The purpose of this study was to evaluate the early-phase muscular performance adaptations to 5 weeks of traditional (TRAD) and eccentric-enhanced (ECC+) progressive resistance training and to compare the acute postexercise total testosterone (TT), bioavailable testosterone (BT), growth hormone (GH), and lactate responses in TRAD- and ECC+-trained individuals. Twenty-two previously untrained men (22.1 +/- 0.8 years) completed 1 familiarization and 2 baseline bouts, 15 exercise bouts (i.e., 3 times per week for 5 weeks), and 2 postintervention testing bouts. Anthropometric and 1 repetition maximum (1RM) measurements (i.e., bench press and squat) were assessed during both baseline and postintervention testing. Following baseline testing, participants were randomized into TRAD (4 sets of 6 repetitions at 52.5% 1RM) or ECC+ (3 sets of 6 repetitions at 40% 1RM concentric and 100% 1RM eccentric) groups and completed the 5-week progressive resistance training protocols. During the final exercise bout, blood samples acquired at rest and following exercise were assessed for serum TT, BT, GH, and blood lactate. Both groups experienced similar increases in bench press (approximately 10%) and squat (approximately 22%) strength during the exercise intervention.

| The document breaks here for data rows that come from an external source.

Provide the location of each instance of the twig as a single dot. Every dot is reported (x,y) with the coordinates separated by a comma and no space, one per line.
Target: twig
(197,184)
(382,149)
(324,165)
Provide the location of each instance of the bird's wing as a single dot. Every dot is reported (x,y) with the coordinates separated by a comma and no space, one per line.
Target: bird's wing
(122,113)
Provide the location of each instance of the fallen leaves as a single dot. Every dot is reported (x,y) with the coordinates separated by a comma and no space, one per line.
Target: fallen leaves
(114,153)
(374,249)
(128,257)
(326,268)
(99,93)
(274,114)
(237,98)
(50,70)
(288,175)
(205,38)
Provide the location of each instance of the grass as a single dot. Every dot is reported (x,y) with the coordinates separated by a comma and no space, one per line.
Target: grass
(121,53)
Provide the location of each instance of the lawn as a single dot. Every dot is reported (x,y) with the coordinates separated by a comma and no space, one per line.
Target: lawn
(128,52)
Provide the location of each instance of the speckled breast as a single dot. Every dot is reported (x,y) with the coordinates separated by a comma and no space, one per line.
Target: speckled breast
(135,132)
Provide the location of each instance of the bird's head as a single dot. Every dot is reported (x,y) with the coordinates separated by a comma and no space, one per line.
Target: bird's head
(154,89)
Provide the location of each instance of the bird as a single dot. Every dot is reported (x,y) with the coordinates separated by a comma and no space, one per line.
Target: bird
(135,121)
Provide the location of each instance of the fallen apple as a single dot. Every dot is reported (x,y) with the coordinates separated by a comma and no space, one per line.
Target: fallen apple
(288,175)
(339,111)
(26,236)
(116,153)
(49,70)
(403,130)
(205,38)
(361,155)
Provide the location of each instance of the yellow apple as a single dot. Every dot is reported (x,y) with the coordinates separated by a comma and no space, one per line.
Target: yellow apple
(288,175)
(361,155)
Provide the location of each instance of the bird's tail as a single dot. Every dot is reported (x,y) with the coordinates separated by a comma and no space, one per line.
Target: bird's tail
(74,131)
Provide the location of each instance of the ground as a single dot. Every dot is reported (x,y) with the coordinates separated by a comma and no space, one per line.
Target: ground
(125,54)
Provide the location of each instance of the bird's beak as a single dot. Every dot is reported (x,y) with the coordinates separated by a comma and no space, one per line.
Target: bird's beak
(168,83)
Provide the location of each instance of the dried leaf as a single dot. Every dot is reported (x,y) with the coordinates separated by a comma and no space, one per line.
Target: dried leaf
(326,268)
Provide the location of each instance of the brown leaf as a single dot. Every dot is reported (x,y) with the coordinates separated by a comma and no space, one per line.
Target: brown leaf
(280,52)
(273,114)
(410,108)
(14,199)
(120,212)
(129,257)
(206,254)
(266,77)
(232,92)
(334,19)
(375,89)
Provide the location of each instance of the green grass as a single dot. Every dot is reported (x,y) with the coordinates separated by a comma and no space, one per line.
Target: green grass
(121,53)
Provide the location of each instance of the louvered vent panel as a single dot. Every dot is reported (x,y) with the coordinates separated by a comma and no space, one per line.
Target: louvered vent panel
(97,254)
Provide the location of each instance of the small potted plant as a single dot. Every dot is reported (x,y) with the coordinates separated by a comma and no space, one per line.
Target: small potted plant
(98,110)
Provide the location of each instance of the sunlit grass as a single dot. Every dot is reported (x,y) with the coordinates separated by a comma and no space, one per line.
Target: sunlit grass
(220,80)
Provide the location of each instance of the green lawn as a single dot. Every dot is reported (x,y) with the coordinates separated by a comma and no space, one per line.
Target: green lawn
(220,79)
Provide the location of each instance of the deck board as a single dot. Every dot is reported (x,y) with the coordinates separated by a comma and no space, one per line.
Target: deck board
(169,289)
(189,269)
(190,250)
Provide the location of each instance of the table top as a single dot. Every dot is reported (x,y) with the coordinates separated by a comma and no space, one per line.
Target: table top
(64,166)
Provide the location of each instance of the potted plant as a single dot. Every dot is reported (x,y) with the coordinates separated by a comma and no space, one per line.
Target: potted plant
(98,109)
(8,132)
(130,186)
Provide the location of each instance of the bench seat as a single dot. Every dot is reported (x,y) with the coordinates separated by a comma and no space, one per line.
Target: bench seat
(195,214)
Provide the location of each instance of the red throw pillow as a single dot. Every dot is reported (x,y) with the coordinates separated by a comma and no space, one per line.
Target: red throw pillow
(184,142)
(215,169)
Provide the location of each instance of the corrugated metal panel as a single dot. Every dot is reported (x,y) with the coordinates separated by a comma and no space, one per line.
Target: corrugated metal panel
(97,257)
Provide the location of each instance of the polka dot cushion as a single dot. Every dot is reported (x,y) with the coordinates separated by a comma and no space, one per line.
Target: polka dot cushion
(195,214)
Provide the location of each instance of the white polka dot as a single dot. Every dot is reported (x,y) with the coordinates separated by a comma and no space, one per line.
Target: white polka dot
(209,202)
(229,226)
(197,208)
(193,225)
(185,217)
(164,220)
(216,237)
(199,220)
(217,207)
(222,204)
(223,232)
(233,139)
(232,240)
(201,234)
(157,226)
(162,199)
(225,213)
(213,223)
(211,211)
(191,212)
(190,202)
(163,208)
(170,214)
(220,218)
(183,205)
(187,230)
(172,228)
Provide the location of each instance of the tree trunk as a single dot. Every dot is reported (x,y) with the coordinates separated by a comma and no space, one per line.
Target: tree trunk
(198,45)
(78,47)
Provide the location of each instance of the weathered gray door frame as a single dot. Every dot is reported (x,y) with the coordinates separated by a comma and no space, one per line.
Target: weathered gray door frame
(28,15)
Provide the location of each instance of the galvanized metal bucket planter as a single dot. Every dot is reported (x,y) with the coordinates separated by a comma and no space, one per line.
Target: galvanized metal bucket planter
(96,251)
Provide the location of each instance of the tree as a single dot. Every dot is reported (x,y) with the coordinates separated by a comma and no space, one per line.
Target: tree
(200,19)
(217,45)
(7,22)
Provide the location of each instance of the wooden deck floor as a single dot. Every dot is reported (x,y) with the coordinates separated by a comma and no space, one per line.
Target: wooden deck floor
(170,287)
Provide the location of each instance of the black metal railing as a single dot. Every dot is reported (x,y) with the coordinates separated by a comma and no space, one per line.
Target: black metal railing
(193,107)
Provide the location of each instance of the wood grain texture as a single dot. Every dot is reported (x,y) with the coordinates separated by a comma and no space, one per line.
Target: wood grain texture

At the conclusion of training, postexercise TT and BT concentrations increased (approximately 13% and 21%, respectively, p < 0.05) and GH concentrations increased (approximately 750-1200%, p < 0.05) acutely following exercise in both protocols. Postexercise lactate accumulation was similar between the TRAD (5.4 +/- 0.4) and ECC+ (5.6 +/- 0.4) groups; however, the ECC+ group's lactate concentrations were significantly lower than those of the TRAD group 30 to 60 minutes into recovery. In conclusion, TRAD training and ECC+ training appear to result in similar muscular strength adaptations and neuroendocrine responses, while postexercise lactate clearance is enhanced following ECC+ training.